Online bruteforce attacks
Indeed, sites that don't implement some form of protection against online bruteforce attacks are leaking their users' passwords. Many sites don't have any form of protection in place, and many others do.
Simple blocking has issues:
- If we block the user's IP after x failed tries, a 10'000 strong botnet gets to try x* 10'000 passwords. At 100'000 tries a lot of the weaker passwords are already cracked.
- If we block the user's account after x failed tries, any attacker can block any user's account.
This implies that the defense needs to be more sophisticated, or we can simply ignore defense and try to blame the user when it eventually blows up, which is less than ethical.

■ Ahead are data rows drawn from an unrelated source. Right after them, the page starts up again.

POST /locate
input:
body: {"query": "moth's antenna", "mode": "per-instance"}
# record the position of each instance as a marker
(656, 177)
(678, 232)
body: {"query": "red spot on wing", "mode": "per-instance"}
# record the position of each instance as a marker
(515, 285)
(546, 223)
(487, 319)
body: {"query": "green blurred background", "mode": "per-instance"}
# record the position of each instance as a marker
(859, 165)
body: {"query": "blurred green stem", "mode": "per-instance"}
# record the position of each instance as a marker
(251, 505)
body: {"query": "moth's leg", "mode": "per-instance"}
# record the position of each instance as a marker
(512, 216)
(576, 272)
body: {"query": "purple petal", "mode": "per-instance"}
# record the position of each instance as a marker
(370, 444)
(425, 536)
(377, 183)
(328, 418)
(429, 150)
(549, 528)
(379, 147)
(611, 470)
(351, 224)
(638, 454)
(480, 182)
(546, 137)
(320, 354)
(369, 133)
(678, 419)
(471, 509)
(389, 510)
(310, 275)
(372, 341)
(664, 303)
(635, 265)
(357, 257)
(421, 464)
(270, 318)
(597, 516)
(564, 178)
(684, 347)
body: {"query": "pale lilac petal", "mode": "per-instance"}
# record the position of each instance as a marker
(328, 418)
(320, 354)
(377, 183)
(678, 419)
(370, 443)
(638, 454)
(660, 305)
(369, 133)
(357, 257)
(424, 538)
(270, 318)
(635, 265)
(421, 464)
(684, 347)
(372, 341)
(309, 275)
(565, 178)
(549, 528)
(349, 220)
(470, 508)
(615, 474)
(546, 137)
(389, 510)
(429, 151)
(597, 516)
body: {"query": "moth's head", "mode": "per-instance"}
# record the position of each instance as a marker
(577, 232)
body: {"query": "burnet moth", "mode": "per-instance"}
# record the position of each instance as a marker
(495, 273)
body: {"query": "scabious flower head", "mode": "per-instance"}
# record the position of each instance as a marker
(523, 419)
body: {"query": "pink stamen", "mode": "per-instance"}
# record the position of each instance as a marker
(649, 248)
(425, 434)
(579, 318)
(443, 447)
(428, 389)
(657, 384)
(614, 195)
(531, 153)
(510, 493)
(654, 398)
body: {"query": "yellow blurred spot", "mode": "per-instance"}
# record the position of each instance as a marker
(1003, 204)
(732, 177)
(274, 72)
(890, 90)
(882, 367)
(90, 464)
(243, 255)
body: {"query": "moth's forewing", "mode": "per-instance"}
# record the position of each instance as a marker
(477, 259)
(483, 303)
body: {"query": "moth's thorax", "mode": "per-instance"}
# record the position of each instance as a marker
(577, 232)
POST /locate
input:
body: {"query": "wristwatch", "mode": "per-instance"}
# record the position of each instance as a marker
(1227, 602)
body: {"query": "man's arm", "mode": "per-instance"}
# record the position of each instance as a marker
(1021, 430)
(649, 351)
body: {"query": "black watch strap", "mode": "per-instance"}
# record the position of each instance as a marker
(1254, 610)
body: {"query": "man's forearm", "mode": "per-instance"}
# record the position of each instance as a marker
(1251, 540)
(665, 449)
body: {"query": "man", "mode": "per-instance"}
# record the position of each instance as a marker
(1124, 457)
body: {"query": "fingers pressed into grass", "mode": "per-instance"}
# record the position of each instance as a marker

More sophisticated schemes use some combination of detection of suspicious activities, and conditionally stronger login requirements.
To detect suspicious activities we track positive signs based on successful past successful logins, such as the ISPs of the user and some identifier of the devices that the user logged in with before. We can also use negative signs such as IPs from "tainted" ISPs or countries, or a rapid increase in login attempts.
In terms of stronger login requirements we can use short timeouts, captchas, multi-factor authentication, and even blacklists.
Offline bruteforce attacks
All the above measures are useless once our disgruntled system administrator sells a copy of our password database on the black market, because then the attacker can just hash the password himself and see if it matches the database. Cracking the the hashes can be cheap and easy or still easy but very very expensive, depending on how we hashed the passwords
See: How to securely hash passwords?
Salt: To make it harder on the attacker to crack the whole database, we use a salt, which makes each hash slightly unique. Every user has a different salt, which is stored next to the hash. This means the attacker can't just calculate the hash of one password and compare it against every user's hash, but instead the attacker has to calculate a new hash for every password he tries against every user. Using a salt does not increase the cost to get the password of a single user.
Expensive Hash: No attacker can bruteforce 100 billion passwords a second, unless the hashing scheme was set up by a moron (which is plausible). Some attackers can calculate 100 billion basic hashes like sha256 per second, but the solution is simply to not use a basic hash to hash the password. A trivial solution is that our hash isn't actually hash =sha256(password, salt)
, instead it's hash =sha256(sha256(sha256(.......(password, salt)...)password, salt)password, salt)
, where we use around 100'000 iterations of sha256, making any attack 100'000 times more expensive. In reality this defense is too simple to break with specialized hardware, so in practice we use special Key Derivation Functions tike bcrypt
and scrypt
to mix multiple basic hashes in ways that are expensive for any attacker to calculate, regardless of hardware.